In Steele County, this is one of the ways United Way addresses local conditions.   We uncovered the problem with community partners like Southern Minnesota Initiative Foundation, and Owatonna Schools.  SMART Transit wrote the State grant and runs the program.  UWSC funds the inclusion –fostering “riderships”.  For new programs addressing emerging needs, this type of public/private partnership and collaboration is vital.  It provides a warranty to success by spreading the work and the risk out among committed partners.

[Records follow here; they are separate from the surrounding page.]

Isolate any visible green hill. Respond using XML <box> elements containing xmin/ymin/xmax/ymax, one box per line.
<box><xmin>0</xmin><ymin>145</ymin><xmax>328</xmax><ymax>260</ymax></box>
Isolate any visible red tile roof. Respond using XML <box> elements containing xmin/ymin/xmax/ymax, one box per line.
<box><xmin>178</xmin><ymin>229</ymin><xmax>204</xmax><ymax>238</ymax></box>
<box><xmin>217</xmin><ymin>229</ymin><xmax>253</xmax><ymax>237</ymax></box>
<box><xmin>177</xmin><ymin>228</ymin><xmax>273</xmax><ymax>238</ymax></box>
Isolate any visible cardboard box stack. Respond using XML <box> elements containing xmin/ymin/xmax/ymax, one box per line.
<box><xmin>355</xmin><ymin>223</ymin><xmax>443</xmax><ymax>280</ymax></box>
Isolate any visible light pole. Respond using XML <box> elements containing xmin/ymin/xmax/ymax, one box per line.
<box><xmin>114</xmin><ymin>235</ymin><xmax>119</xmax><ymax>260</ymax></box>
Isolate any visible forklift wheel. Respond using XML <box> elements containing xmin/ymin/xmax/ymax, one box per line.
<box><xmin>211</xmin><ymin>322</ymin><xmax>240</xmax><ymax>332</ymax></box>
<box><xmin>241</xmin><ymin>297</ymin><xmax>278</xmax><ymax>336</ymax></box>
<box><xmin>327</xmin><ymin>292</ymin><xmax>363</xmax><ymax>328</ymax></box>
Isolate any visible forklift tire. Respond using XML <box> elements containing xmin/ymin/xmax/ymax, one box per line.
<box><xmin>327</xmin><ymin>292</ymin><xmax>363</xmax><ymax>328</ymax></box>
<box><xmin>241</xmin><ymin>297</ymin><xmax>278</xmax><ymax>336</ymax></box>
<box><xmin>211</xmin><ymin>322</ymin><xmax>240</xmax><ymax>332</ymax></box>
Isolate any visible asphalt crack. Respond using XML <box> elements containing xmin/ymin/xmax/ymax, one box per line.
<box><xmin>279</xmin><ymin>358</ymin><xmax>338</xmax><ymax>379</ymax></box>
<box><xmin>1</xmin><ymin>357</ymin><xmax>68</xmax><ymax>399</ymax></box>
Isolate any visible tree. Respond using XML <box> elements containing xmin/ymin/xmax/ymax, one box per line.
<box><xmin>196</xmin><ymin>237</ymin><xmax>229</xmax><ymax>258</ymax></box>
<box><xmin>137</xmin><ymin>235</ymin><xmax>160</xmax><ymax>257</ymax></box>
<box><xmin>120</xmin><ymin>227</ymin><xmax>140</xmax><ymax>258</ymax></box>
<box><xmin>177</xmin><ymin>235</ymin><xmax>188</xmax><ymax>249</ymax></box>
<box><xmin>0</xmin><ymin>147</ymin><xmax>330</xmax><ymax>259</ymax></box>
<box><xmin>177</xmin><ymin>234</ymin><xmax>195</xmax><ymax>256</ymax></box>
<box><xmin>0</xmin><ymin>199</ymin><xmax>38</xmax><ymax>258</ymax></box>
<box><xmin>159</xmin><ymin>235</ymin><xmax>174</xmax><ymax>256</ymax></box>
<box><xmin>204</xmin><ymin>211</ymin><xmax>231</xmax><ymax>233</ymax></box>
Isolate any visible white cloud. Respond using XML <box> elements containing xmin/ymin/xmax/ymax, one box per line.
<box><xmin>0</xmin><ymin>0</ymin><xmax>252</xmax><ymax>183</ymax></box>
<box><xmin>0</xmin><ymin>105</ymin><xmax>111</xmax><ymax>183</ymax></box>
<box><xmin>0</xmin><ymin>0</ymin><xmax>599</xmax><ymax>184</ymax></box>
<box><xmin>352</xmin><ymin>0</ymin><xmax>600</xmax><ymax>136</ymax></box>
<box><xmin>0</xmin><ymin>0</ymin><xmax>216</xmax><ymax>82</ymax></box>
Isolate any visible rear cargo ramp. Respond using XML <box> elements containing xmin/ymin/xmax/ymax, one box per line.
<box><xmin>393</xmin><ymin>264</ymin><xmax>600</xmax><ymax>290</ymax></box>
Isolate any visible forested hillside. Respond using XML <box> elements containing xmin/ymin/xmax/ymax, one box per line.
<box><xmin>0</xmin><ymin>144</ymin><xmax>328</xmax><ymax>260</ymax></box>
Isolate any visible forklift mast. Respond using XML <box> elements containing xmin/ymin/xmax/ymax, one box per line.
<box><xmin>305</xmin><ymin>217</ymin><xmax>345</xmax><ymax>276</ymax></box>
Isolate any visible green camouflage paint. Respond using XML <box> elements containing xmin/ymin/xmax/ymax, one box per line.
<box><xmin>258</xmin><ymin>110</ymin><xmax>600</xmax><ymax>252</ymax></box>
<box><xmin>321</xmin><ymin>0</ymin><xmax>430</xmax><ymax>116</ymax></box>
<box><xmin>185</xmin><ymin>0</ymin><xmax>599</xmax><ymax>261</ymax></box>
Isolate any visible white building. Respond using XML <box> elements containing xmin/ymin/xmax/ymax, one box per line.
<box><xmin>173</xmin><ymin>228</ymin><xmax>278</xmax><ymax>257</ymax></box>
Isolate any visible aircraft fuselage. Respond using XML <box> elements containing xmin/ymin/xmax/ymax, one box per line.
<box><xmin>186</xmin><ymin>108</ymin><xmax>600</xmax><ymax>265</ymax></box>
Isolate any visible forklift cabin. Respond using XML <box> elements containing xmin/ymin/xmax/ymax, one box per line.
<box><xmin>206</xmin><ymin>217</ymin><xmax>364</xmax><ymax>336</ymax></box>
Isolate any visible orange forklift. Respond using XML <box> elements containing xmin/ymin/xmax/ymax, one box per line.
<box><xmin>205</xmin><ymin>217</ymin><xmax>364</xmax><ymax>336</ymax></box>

Regarding fundraising, United Way of Steele County constantly assesses the local fundraising process.  Ours is working.   Our business and individual support is strong. We have grown our annual campaign 3 years in a row allowing us to increase the giving to local Partner Agencies 24% since 2014.  That being said, we are always looking for ways to broaden our reach.  We wholeheartedly believe that United Way is like a public utility which should be supported by everyone at the level that makes sense for them.  We are building additional processes to reach more donors and supporters.  Steele County residents are generous and give for the right reasons - because we have neighbors in need; because we’ll be there for you when you need it.